Freedom of Relgion was at the top with the Founders.
Two huge problems in history were addressed
1) No matter your personal beliefs if GOD is not given space then the state becomes GOD (pace Steven Pinker)
2) ALL ulimate questions and ultimate answers are relgious. You cannot say eg that the view that abortion takes a human life is religion but the view it doesn't is not !!!
"Nothing is more dreaded than the national government meddling with religion." —John Adams, in a letter to Benjamin Rush. 1812
"[T]hat the opinions of men are not the object of civil government, nor under its jurisdiction; that to suffer the civil magistrate to intrude his powers into the field of opinion and to restrain the profession or propagation of principles on supposition of their ill tendency is a dangerous fallacy, which at once destroys all religious liberty." —Thomas Jefferson, 1779.

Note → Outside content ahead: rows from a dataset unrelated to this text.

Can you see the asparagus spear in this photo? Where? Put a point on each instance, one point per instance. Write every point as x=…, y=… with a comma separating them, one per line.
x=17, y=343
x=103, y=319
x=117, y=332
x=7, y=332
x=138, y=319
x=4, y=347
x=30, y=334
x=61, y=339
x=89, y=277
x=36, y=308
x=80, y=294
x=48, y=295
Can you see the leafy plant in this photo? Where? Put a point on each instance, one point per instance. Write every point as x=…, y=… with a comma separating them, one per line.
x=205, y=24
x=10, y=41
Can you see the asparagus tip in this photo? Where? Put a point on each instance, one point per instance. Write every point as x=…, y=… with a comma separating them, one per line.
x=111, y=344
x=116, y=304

"The Religion then of every man must be left to the conviction and conscience of every man: and it is the right of every man to exercise it as these may dictate." —James Madison, 1785.

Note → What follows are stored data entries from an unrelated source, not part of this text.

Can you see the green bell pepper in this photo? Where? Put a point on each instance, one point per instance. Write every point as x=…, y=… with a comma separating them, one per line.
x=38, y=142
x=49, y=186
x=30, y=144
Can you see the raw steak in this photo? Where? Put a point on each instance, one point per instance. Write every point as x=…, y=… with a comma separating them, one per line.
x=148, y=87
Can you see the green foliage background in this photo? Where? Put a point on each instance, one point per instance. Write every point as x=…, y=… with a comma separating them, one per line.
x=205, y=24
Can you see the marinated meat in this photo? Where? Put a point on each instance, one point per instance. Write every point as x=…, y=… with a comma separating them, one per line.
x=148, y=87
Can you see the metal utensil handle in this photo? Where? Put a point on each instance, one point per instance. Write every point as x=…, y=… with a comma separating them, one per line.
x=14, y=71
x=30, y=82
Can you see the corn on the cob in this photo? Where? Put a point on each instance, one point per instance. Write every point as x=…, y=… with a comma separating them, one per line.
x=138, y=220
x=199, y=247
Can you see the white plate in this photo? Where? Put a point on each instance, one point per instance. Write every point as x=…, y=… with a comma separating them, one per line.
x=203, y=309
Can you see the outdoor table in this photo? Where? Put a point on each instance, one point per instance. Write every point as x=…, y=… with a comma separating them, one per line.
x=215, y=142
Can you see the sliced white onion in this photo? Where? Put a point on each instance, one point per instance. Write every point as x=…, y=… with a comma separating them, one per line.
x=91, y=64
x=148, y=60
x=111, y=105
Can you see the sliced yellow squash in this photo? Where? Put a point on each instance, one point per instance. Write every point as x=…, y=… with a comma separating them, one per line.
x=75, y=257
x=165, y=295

"Driven from every other corner of the earth, freedom of thought and the right of private judgment in matters of conscience direct their course to this happy country as their last asylum." —Samuel Adams, Speech on August 1, 1776.

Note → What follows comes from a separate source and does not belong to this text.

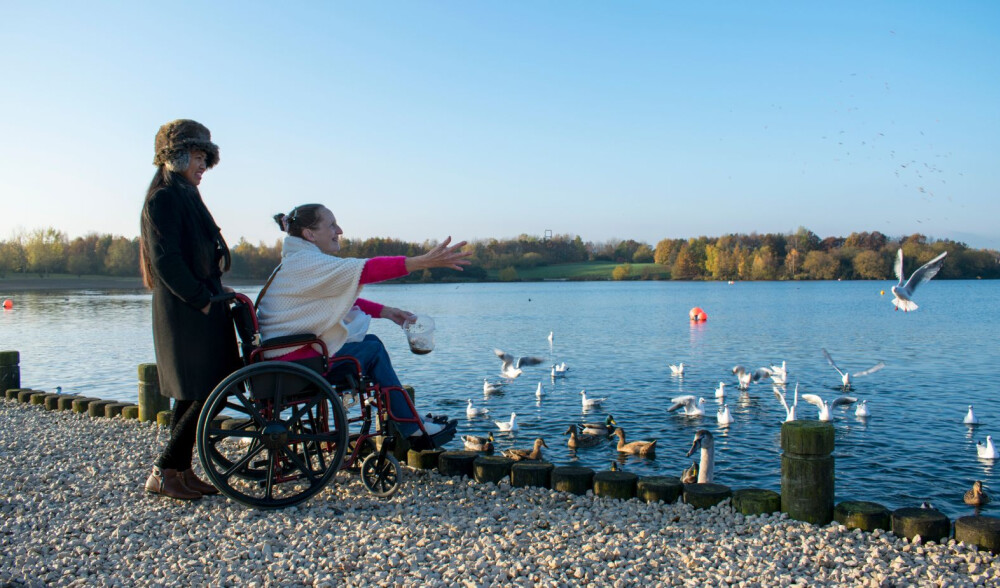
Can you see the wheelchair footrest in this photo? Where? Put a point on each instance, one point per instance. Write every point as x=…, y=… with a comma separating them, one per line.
x=438, y=439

"While we are contending for our own liberty, we should be very cautious not to violate the conscience of others, ever considering that God alone is the judge of the hearts of men, and to Him only in this case are they answerable." —George Washington, in a letter to Benedict Arnold.
"Conscience is the most sacred of all property." —James Madison, 1792.
LOOK AT HOW STEVEN PINKER AND RICHARD DAWKINS ARE NOW TREATING THE ONE THEY CALLED 'the greatest female athiest in the world" now that she is a CHRISTIAN Aayan Hirsi Ali
You’ve provided a bunch of quotes. But I can’t for the life of me figure out what you’re proposing or advocating for here. What exactly is the “farce” that you think should stop? How would you decide this case, and why?
Vagueness is evidenced in Kagan and Sotomayor, who taciltly admitted the parents could opt out of gay filth classes but were bothered that they couldn't draw a legal line !!!! This is the great sin of lawyers nowadays : I know you are right but some contrafactual or hypothetical prevents me from ruling in your favor.
You might opt your kid out of Math class !!!! Rank stupidity and contempt for justice.